How to Make Chicken and Rice Casserole. First, note that we use chicken thighs, instead of the more popular (and more expensive) breasts. For this chicken and rice casserole I like to use use medium or long grain white rice. Everyone loves this dish—I consider it the best chicken and rice casserole recipe because it's a tasty combination of hearty and crunchy ingredients mixed in a creamy sauce.
These recipes cook in about 20 minutes from start to finish, and 9 paces. Get ready to keep up these recipes to get you by way of a busy back-to-school time!. Here is how you mix that.
Chili Chicken Rice Casserole guidance
- Cut up chicken into pieces and toss with all the spices..
- Add oil to pan and heat on medium high heat. Add chicken and brown on all sides. While on medium high add in the Rotel to help deglaze the pan tossing all together..
- Add in the cream of chicken soup and cream style corn. Stir to combine..
- Add in the cilantro and stir to combine..
- Add in the shredded cheese. Stir to combine..
- Add in the cooked rice, stir to combine..

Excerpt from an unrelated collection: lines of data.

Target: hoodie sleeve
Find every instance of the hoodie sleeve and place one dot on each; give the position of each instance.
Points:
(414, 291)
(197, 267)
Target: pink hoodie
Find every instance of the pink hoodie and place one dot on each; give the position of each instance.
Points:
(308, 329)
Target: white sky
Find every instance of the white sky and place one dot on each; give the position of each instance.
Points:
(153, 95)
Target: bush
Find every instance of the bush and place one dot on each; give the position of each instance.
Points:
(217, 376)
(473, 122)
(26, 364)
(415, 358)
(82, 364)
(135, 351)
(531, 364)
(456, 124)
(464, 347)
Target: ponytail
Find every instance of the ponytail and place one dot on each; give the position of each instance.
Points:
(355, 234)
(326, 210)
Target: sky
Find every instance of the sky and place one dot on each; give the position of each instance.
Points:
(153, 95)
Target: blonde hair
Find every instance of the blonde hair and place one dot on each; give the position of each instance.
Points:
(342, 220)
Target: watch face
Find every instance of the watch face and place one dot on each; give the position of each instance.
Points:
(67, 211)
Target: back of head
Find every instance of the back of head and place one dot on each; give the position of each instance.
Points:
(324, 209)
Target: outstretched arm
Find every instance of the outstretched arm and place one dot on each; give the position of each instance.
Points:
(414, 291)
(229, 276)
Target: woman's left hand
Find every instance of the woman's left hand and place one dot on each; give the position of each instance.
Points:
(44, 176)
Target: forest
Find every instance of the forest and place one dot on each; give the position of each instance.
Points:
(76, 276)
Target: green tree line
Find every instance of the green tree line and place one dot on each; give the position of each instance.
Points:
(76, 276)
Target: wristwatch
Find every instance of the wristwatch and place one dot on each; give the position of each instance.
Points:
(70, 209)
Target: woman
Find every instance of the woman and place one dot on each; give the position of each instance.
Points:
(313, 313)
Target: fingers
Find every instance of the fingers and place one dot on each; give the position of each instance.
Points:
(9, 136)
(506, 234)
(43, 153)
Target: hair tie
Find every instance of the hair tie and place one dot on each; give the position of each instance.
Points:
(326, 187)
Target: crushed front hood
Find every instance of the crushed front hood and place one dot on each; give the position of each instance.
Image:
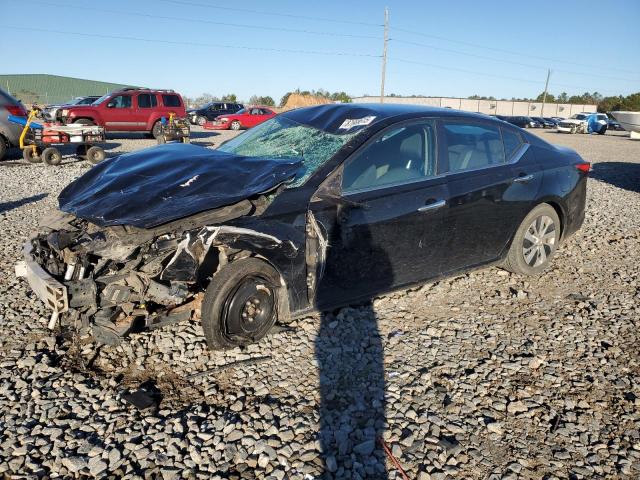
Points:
(160, 184)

- Add to casserole dish and layer top with jalapeño pepper jack cheese. Preheat oven to 350..
- Top with the fried onions. Bake at 350 for 25-30 minutes until bubbly..
- Enjoy! Chili cheesy crunch flavor!.
It's a time-tested classic. —Myrtle Matthews, Marietta, Georgia. This comforting rice casserole is loaded with hearty bits of chicken, green enchilada sauce, cheese and tender bits of mexican rice. How Do I Make A Chicken Rice Casserole? This casserole comes together fairly easily. Since we're using Mexican Rice, the rice is cooked ahead of time.